What happened to old Hollywood glamour?  Are we so overstimulated by technology that it takes a real shocker to grab our interest?  I loved it when Marilyn, Jane, Audrey, Lauren, Bette and the such were models of modesty and true glamour.  They looked and acted like ladies and there was a mystery that kept us intrigued and wanting more-without airbrushing!  Class without ass, I say.....

Well, now that I have acknowledged the very thing and names I abhor, I guess I've made my point.  Don't you think this is a sad trend that is now becoming normal?  I hate it in print, song lyrics and the way I see women dress.  I can't imagine trying to raise a daughter in this culture.  Pathetic.


Monday, November 10, 2014

War/No More Trouble...

On this Veteran's Day 2014, I want to take time to thank all of the brave men and women who have served our country-unselfishly-to help keep us safe and insure our freedom.  They have done and are doing something that I, personally, could never have done. 

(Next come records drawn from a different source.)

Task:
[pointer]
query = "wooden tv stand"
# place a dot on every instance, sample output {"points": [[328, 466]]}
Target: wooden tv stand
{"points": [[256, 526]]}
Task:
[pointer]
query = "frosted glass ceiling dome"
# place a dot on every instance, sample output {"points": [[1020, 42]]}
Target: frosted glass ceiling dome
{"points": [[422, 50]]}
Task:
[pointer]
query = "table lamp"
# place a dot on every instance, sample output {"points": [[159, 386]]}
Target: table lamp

I was tickled to see the list of restaurants that were letting veterans dine on the house today.  How very cool is that?  I hope many took advantage of this.  P.T.S.D. is now and finally, being recognized as the serious medical condition that it is.  I personally know vets that are now getting benefits due to them from their trauma.  It's about time.   Also, to the doctors and nurses at the V.A. hospitals providing care to these special people.

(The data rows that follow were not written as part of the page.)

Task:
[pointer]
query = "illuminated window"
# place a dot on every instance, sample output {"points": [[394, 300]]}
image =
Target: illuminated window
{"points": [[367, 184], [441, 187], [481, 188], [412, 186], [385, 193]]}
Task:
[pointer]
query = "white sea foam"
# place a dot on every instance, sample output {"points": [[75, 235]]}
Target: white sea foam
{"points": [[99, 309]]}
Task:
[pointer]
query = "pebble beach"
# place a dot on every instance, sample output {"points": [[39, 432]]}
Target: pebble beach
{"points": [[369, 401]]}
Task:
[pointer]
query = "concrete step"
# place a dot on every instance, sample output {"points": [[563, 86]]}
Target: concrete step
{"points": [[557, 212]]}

But meals and benefits and even therapy will not make up for the way that war can change a persons life.  And for that, the greatest respect is deserved.   xo

Monday, November 3, 2014

Pay for it...

All over Chicago I saw statues of horses painted and decorated in amazing ways.  I asked and found out that the public art installation was honoring the Chicago Police Memorial Foundation.  Each horse is named after a fallen hero of the Chicago police department.  The proceeds from a live auction will go to the families of the injured or killed in the line of duty officers.  How cool is that?

But, of course, this beautiful tribute had to fall victim to idiots that just couldn't help but lean on or push over some of the horses.  There were even photo ops gone bad as too many people tried to pose on the statues.  Accidents do happen, but vandalism?  I simply cannot understand how anyone could do that.  Are you bored?  Showing off?  Pissed off?  Completely shameful.

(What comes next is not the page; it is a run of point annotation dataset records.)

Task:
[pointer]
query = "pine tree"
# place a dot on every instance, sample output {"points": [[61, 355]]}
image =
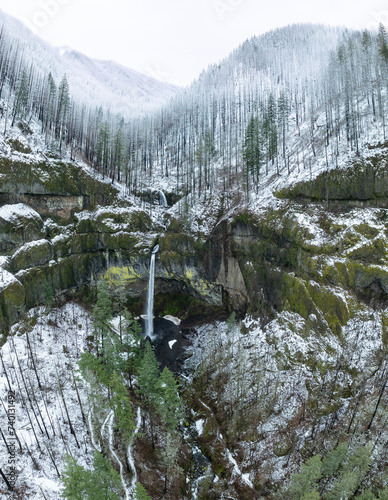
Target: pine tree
{"points": [[148, 375], [169, 404], [105, 481], [307, 480], [130, 346], [22, 97], [121, 405], [102, 313]]}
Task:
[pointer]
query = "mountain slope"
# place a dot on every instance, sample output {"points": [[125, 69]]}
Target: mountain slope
{"points": [[92, 82]]}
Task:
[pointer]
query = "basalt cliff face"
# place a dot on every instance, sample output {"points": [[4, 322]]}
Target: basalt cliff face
{"points": [[308, 272]]}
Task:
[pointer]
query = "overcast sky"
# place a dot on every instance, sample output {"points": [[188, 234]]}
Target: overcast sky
{"points": [[173, 40]]}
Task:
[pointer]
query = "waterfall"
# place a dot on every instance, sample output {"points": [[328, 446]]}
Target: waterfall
{"points": [[150, 297], [162, 199]]}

And as I ponder that travesty, I came home to my own little drama.  The cans that hold the spotlights in my yard were knocked over as well as two of my mum plants.  And just to add a personal touch, a large-and still full-cup of Speedway coffee was left on the front porch.  Hmmmmm, guess all in all, it was a pretty light touch and certainly nothing to compare with the poor horsies.  Skipping passing out Halloween candy was my crime and someone just had to 'trick' me a little.  Oh well, 'treating' myself at my Sister's restaurant was well worth it!

Wouldn't it be nice if everyone could just remember that lesson that we learned in kindergarten. Don't touch other peoples things and keep your hands to yourself.  And for crying out loud, never leave a FULL cup of coffee anywhere-cuz that's truly nuts!